|Teddy in the Philippines|
Life is funny sometimes for me. You'll never know where it will leads you. I've been planning all my life, but I realized that God always has a better plan for me. There are times when I keep to question my faith and if there really is Him looking down on me, or is it just me being unlucky on certain things. And then when I take time to re look back in retrospects and see whats really transpired on every detail of my life I knew it is not a coincidence. And now, I will leave it all to God. What really makes you happy? Lots of money? Title for oneself? Beautiful women besides you? That is not a guarantee for a meaningful and wonderful life. At least not for me. My life so far has been wondrous.
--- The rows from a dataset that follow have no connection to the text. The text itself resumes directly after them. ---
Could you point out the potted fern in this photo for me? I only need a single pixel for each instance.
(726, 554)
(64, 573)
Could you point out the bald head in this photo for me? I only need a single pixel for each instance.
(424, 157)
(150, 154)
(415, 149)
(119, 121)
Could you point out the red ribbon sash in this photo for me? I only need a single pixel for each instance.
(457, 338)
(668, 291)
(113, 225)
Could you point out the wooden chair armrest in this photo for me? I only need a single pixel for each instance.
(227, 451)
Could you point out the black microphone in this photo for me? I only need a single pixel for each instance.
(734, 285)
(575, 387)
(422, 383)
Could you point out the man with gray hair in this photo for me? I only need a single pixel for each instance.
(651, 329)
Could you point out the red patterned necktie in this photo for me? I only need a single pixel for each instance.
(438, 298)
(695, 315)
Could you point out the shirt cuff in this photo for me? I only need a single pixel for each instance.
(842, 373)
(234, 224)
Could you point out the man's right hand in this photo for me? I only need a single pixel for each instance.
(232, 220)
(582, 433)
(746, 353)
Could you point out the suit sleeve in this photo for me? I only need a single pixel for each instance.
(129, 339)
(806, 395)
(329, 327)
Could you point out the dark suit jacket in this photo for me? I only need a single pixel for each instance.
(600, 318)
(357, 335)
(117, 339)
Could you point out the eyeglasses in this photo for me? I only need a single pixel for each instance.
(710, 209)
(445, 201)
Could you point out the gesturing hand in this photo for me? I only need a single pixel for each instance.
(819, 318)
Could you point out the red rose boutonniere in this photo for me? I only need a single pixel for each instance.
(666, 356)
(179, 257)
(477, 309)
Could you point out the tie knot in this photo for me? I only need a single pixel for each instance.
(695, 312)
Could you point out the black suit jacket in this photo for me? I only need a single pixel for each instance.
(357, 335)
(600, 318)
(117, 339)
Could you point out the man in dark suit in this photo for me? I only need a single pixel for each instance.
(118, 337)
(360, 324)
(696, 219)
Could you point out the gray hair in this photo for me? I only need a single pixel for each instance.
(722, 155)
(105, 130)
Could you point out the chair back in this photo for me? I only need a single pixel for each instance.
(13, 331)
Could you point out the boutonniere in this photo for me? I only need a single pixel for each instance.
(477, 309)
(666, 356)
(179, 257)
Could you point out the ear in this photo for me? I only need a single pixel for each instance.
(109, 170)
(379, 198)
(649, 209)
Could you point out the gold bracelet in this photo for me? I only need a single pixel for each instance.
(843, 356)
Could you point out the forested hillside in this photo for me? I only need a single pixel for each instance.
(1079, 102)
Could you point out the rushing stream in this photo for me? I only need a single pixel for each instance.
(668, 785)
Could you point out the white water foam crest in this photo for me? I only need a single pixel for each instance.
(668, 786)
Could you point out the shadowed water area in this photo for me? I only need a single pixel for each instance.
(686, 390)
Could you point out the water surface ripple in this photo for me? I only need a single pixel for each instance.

I already feel content with what all I got. I think God loves me too much. I was having a conversation with my close friend the other day, I asked him why God won't let me decides on the things for my life? Why he decides it all and me just merely living the life He has arranged? What does He really wants from me? My friends answered it accurately - God wants me to put all my trust wholeheartedly to Him and not to anyone else. I shall do that from now on.
My life is beautiful and full of surprises. Who would have thought that love would lead me to the Philippines. This is my moment. My age is relative, and my happiness depended upon on how I treat people. My idol will always be the likes of Rocky Balboa. I want to grow old loving someone, cherish the love that are showered upon me and continue to be bless by God. I want to do things that makes me happy, and continues to help peoples in any way I could.
|Teddy in Mindanao, the Philippines|
So far I've been blessed. I've met wonderful peoples, seeing the cuteness and the innocence of a child in their eyes and at the receiving end of their trust and loves. Where ever I went to, I've been greeted with pure respects and trust, honesty and love. I'm aware and do realized that I'm living a very promising life. If this is not a blessing from God, I don't know what that is. But I believe God continues to test me by holding back certain things which I longed the most. And this is perhaps the testing time for me in cemented my faith towards Him. He might be looking down on me and smiling as I'm writing this post, but I know He loves me. It's just like a father love towards their kids, they might be too protected sometimes, but it's for their kids own good. And the kid might not seeing this yet.. One day he will.